Tambang Ilegal di Gunungkidul, 14 Orang Diperiksa Polisi
Reporter
Pribadi Wicaksono (Kontributor)
Editor
Agung Sedayu
Selasa, 23 Juli 2024 08:21 WIB
TEMPO.CO, Yogyakarta - Kepolisian Daerah Istimewa Yogyakarta (Polda DIY) menyita dua eskavator, lima truk, dan memeriksa 14 orang terkait praktik tambang ilegal di Kabupaten Gunungkidul yang belakangan ramai disorot.
Penindakan itu terutama untuk aktivitas pertambangan tanah galian di Kecamatan Gedangsari Gunungkidul yang sempat viral karena sudah mengancam pemukiman warga.
Direktur Reserse dan Kriminal Khusus Polda DIY Komisaris Besar Polisi Idham Mahdi menuturkan penindakan ini sebagai respon dari langkah Dinas Pekerjaan Umum, Perumahan, dan Energi Sumber Daya Mineral (PUPESDM) DIY. Yang sebelumnya telah menutup aktivitas penambangan di lokasi tersebut karena tak mengantongi izin sesuai ketentuan.
"Dari 14 orang yang kami periksa sebagai saksi antara lain dari pengelola, operator ekskavator, supir truk, dan warga," kata Idham Senin 22 Juli 2024.
Saat ini kasus tersebut sudah masuk tahap penyidikan dan memeriksa saksi-saksi.
"Jika tahapan sudah lengkap baru kami umumkan penetapan tersangka aktivitas penambangan ilegal ini," kata Idham.
Idham menuturkan dalam kasus ini tersangka bakal dijerat Pasal 158 atau Pasal 160 ayat (2) Undang-Undang Nomor 3 Tahun 2020 tentang perubahan atas Undang-Undang Nomor 4 Tahun 2009 tentang Pertambangan Mineral dan Batubara.
Dalam pasal tersebut menyatakan, orang yang melakukan penambangan tanpa izin dapat dipidana penjara paling lama 5 tahun dan denda paling banyak Rp 100 miliar.
Kepala Dinas PUPESDM DIY Anna Rina Herbranti menuturkan saat ini dari data yang ia kumpulkan ada 32 tambang ilegal beroperasi di wilayah DIY yang tersebar di berbagai lokasi kabupaten.
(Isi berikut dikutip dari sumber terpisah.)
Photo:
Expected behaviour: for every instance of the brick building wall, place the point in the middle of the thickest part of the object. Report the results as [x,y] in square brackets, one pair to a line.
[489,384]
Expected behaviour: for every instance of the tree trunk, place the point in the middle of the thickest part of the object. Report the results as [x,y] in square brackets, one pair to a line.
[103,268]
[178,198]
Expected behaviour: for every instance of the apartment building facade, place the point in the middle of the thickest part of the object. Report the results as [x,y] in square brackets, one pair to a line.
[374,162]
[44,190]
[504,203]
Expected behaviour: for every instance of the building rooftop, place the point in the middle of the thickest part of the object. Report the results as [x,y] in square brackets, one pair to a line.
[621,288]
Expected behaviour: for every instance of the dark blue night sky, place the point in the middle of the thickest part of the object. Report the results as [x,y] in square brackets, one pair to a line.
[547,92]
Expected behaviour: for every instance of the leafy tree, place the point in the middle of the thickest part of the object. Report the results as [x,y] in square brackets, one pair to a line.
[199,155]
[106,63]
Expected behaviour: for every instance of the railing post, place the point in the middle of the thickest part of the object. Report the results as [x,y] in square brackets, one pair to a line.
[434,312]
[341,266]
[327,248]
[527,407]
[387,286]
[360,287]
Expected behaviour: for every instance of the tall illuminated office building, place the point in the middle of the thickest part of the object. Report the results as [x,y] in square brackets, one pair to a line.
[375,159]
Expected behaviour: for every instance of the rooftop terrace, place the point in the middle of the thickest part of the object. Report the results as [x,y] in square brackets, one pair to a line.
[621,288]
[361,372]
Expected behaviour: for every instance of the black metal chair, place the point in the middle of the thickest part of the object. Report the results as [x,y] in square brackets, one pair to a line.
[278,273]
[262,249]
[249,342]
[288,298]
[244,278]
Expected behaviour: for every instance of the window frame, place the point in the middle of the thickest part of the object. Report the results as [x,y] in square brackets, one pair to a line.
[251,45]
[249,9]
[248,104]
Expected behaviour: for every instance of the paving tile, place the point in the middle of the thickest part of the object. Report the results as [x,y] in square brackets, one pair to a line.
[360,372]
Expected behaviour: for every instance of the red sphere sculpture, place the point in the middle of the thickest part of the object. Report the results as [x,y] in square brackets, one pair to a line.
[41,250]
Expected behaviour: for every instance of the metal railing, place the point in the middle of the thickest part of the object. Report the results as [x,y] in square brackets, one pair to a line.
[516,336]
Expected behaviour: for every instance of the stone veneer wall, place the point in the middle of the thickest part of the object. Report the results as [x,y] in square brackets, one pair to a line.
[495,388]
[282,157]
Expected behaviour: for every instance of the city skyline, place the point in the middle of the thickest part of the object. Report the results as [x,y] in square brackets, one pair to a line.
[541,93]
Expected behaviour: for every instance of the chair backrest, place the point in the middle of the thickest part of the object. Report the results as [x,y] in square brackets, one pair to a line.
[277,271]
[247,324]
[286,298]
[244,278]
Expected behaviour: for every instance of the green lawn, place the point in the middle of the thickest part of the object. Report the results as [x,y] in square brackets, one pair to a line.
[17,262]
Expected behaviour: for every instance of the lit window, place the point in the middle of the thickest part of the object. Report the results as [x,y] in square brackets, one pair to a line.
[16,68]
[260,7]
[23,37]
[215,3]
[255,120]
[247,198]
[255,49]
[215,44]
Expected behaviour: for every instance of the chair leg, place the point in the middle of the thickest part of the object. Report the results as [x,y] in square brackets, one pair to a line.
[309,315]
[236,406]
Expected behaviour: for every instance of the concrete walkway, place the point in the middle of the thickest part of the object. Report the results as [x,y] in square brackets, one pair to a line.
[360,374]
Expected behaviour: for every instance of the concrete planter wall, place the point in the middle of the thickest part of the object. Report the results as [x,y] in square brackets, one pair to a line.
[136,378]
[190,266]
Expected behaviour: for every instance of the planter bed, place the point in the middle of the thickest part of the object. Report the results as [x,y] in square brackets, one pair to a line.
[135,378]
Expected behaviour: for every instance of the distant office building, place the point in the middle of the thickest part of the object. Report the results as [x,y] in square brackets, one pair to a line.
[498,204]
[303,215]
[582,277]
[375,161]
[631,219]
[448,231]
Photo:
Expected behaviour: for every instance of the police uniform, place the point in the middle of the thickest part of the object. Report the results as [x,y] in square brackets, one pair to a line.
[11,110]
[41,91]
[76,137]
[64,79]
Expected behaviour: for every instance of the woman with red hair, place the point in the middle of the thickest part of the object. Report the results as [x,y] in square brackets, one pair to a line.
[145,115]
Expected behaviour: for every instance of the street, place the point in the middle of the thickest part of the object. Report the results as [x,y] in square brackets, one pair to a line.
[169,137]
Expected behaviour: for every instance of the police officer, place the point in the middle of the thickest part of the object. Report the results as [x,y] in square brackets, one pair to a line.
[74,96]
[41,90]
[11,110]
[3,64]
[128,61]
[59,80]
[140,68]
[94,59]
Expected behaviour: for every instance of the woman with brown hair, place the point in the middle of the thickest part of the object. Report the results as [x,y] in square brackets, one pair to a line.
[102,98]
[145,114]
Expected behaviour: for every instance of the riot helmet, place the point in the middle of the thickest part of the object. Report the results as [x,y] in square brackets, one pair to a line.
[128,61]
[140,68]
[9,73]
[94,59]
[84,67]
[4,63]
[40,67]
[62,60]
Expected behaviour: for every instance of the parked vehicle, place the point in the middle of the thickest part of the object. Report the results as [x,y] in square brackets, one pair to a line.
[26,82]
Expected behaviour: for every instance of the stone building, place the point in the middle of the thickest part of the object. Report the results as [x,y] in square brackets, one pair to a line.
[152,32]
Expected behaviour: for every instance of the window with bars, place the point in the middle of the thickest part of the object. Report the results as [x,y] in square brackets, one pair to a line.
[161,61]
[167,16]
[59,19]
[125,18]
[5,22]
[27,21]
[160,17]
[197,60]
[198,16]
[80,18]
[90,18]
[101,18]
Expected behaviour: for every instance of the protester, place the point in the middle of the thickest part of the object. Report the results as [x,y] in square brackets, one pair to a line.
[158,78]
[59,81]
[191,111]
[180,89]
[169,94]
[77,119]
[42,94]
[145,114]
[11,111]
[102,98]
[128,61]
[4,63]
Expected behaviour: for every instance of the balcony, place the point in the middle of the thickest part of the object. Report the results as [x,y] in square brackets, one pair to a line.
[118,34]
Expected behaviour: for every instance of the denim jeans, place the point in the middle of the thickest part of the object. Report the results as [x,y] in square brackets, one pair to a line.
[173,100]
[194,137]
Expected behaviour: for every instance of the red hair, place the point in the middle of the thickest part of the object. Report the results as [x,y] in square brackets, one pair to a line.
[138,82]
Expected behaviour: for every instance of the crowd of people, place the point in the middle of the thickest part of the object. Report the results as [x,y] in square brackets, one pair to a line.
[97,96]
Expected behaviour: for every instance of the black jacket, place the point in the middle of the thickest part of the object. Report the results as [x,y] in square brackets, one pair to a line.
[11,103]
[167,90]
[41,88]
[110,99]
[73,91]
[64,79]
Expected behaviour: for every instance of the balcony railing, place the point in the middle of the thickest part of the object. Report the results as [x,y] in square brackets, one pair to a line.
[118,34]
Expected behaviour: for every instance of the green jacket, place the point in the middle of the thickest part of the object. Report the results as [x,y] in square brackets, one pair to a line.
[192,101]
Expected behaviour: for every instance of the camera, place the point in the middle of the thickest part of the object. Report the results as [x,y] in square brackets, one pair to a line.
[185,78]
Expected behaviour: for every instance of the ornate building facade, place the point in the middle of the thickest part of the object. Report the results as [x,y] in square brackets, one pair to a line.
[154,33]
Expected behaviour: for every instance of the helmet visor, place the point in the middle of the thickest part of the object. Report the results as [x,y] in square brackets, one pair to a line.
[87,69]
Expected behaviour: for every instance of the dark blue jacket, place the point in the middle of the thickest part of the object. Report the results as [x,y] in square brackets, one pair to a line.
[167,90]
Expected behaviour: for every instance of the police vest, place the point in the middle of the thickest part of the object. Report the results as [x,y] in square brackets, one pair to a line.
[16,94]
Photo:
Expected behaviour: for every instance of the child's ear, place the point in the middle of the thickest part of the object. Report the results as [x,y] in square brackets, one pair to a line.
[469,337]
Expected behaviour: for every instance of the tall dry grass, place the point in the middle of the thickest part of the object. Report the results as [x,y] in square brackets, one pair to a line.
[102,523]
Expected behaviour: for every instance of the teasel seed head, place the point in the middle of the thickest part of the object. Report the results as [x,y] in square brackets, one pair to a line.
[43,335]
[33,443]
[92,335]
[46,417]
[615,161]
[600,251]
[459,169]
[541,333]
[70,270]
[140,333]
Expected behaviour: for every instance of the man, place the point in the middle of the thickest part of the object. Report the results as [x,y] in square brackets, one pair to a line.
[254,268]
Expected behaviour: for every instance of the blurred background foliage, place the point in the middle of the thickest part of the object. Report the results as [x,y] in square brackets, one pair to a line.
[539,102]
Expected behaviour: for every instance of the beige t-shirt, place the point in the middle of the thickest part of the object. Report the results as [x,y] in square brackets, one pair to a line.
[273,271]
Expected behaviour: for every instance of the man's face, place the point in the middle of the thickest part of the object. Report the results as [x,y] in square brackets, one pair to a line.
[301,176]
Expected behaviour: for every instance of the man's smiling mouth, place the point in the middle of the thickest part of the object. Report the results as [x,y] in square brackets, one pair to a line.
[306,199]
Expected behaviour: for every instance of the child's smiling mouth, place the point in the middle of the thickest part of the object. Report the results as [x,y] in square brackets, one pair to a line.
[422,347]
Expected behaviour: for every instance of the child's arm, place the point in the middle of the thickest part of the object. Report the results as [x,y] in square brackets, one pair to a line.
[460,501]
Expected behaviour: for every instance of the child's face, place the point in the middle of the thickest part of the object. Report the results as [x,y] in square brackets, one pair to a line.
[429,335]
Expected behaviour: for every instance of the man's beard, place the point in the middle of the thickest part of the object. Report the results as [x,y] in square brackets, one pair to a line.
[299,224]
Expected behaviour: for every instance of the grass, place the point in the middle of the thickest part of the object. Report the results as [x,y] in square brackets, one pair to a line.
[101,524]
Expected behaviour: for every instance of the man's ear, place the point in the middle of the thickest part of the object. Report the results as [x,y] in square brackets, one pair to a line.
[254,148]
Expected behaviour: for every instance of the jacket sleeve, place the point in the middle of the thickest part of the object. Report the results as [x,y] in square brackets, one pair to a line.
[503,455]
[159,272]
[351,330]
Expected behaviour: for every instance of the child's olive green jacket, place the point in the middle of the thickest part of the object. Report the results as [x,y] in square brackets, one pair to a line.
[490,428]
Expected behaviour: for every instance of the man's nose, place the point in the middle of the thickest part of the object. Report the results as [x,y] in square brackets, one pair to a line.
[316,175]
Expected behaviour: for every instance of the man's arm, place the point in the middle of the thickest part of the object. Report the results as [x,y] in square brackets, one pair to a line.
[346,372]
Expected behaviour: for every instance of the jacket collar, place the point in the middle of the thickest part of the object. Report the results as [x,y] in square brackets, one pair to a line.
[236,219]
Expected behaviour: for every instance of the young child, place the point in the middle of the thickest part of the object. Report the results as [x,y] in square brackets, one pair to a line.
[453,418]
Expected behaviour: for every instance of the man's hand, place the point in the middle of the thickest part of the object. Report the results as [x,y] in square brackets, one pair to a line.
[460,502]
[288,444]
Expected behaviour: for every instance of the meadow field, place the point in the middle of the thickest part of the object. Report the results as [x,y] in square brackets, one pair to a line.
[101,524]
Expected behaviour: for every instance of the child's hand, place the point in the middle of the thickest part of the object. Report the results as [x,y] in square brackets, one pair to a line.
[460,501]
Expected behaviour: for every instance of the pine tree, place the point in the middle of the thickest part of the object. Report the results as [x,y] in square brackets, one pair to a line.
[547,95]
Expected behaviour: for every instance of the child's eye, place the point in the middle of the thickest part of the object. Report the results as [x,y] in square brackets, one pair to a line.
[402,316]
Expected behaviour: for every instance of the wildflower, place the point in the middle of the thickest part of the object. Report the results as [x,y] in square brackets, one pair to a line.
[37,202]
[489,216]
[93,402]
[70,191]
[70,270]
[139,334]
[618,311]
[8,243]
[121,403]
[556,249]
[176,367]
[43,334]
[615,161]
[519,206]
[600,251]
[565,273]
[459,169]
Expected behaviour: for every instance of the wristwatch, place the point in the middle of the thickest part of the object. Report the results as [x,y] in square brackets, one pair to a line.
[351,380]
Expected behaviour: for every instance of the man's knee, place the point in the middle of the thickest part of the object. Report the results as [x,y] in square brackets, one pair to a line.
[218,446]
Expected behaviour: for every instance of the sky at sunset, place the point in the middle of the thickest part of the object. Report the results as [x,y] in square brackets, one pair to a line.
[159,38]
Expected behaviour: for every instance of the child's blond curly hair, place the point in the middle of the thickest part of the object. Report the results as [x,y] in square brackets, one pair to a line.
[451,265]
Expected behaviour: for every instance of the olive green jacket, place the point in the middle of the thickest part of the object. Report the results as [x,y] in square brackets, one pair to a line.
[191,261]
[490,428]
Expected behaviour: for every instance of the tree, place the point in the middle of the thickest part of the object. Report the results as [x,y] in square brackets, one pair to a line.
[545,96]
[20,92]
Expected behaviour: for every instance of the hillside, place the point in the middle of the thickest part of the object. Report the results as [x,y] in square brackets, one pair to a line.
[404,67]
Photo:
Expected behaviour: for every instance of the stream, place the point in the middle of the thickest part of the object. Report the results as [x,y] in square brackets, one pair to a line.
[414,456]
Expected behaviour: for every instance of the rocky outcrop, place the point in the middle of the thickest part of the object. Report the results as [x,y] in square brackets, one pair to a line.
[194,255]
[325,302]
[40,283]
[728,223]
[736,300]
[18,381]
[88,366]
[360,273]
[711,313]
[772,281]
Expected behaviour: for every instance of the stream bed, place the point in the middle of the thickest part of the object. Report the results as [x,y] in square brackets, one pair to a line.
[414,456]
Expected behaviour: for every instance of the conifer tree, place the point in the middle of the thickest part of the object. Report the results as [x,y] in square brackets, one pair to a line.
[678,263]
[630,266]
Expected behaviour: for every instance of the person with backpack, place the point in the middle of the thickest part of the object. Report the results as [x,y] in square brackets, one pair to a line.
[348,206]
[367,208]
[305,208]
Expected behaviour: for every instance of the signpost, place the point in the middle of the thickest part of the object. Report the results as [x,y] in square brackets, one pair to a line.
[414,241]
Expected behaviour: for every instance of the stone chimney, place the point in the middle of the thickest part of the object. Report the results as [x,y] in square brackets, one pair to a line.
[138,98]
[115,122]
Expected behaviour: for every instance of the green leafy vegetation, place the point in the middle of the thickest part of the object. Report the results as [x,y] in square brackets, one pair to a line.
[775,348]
Jenis tambang yang dikeruk seperti tanah urug dan pasir batu.
"Untuk pertambangan di wilayah darat yang tanpa izin totalnya ada 12 titik, sedangkan di wilayah sungai ada 20 titik," kata dia.
Para pelaku penambangan itu sudah diberikan berita acara dan surat himbauan untuk menghentikan aktivitasnya karena ilegal.
Anna mengatakan ada pula satu aktivitas penambangan yang ditindak karena nekat beroperasi meski baru mengantongi ijin operasional atau Wilayah Izin Usaha Pertambangan (WIUP). Penambangan tanah urug itu menyasar lahan kurang lebih seluas 4 hektare di Gunungkidul namun bukan area karst.
"Jadi baru tahap mengurus WIUP, baru titik lokasi tata ruangnya tapi langsung melakukan pertambangan padahal masih harus mengurus izin lainnya," kata dia.
Pemerintah DIY tidak melarang adanya kegiatan tambang, tetapi perusahaan tambang wajib untuk mengurus izin.
Prosesnya, setelah izin awal yakni WIUP turun untuk mengetahui daerah mana yang akan ditambang, selanjutnya pengelola perlu mengurus izin jenis apa material yang akan ditambang dan siapa yang akan menambang. Apakah perusahaan wilayah pertambangan untuk rakyat (WPR) atau bukan.
"Penambang juga harus memiliki dokumen lingkungannya. Juga lahannya apakah masuh lahan yang tak diperuntukkan untuk penambangan seperti Sultan Ground atau Pakualaman Ground," kata dia.
Anna mengatakan penindakan atas penambangan ilegal ini untuk mengetahui siapa nantinya yang akan bertanggungjawab melakukan reklamasi lingkungan.